What It Takes to Build a Brand in the Private Equity Industry
Jul 15, 2021
An Interview with Patrick Floeck, Principal at Valesco Industries, LLC.
By Lou Sokolovskiy, Founder & CEO at Opus Connect
Patrick Floeck has been in the private equity industry for years. As a principal with Valesco Industries, a lower middle market private equity firm based in Dallas, Texas, Floeck’s primary responsibilities include business development strategy and investment origination.
Floeck’s biography on Valesco’s website reads, “His athletic background and drive for success help promote Valesco’s brand and mission of Commitment Beyond Capital.”
I recently had the chance to speak with Floeck on Zoom about his views on branding in the age of technology, artificial intelligence (AI), and Big Data. While technology has changed how people are exposed to brands, Floeck believes that it hasn’t changed human nature, which he sees as the foundation for building a successful brand.
“What we have really focused on from a branding perspective is tapping into human nature,” stated Floeck.
“People do business with people they like.”

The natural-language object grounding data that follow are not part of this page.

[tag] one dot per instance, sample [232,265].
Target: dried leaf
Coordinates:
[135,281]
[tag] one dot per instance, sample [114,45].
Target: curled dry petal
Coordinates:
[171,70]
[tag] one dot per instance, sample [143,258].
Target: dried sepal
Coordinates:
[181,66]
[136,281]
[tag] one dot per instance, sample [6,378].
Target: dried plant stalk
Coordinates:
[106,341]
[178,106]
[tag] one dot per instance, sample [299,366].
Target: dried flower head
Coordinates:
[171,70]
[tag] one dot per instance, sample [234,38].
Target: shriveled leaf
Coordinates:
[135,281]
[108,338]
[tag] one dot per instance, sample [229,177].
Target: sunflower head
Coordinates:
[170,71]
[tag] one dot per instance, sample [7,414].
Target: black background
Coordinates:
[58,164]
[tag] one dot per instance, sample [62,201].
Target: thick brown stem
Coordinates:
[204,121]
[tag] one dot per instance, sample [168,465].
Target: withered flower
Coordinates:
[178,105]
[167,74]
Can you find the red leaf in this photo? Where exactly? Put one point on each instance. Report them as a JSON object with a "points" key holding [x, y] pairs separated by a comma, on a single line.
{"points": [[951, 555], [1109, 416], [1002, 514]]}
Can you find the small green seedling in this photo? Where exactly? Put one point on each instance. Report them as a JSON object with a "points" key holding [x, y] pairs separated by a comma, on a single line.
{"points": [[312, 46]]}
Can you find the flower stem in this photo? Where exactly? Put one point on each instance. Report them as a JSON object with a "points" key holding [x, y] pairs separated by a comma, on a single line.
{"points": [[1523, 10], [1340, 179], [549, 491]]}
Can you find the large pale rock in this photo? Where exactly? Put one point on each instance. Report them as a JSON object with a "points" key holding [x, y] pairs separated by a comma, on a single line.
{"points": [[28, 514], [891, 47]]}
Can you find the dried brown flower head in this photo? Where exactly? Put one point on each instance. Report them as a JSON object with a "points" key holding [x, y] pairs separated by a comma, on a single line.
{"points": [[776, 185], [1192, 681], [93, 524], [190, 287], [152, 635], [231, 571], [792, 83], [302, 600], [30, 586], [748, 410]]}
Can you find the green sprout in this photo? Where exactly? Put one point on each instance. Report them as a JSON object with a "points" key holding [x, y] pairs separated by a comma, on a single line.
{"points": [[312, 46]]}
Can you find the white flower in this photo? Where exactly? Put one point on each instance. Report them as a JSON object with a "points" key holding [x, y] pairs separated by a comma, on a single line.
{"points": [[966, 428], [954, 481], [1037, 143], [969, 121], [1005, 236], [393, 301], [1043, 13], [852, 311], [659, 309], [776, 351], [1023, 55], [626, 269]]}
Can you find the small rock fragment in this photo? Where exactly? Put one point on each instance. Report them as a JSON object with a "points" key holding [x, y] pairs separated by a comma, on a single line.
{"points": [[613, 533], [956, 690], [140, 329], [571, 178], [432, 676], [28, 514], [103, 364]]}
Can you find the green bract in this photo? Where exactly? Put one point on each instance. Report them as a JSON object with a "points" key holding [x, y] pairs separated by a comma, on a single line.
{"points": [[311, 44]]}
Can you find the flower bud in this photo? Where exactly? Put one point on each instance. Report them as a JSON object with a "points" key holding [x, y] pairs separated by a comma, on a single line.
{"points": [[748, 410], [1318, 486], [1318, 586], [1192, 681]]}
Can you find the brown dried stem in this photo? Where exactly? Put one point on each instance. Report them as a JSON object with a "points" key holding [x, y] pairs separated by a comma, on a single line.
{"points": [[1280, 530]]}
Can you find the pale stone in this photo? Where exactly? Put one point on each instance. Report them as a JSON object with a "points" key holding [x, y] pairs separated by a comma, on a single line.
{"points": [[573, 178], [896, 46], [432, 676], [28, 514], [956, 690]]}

Marketers often send gifts such as mugs and tote bags bearing their logo to customers. Valesco’s business development team used the recent Memorial Day holiday to send their network a sleeve of spices from their portfolio company Adams and a large wooden cutting board branded with their logo.
“The whole idea was to send something people can actually use. I hope you’re getting out and having a BBQ with friends and family as we come out of this pandemic environment. Maybe next time you use this cutting board or spices you will think of us,” he said.
Floeck says his philosophy on branding is shaped by a comment made to him earlier in his career by one of his mentors, “People do business with people they like.”
“You really have to like somebody to want to do business with them. Many others are going to have similar value and resources to offer, but being likeable is the best way to have more than just a transactional relationship,” he said.
You Can’t Quantify Everything
Valesco invests in small to mid-sized companies specializing in manufacturing, value-added distribution, and service businesses. In this industry, Floeck says branding depends on building close ties, developing trust, and engaging in intangible activities that cannot be quantified in terms of dollars and cents.
“There’s no way to quantify each individual thing that I do. Whether it’s a phone call, an email, a gift, a dinner, or specific moment along that relationship-building process, what was the defining moment that led to an opportunity coming in the door. I don’t think you can ever quantify that because it’s an accumulation of all of it,” he said.
“We truly look at it as a friendship. I know about their families, their Alma Maters, the things that they’re interested in and what they do on the weekends. And it’s not because I take notes and put those into a CRM system. It’s because I’m truly genuinely interested in it because I’ve developed a friendship with them.”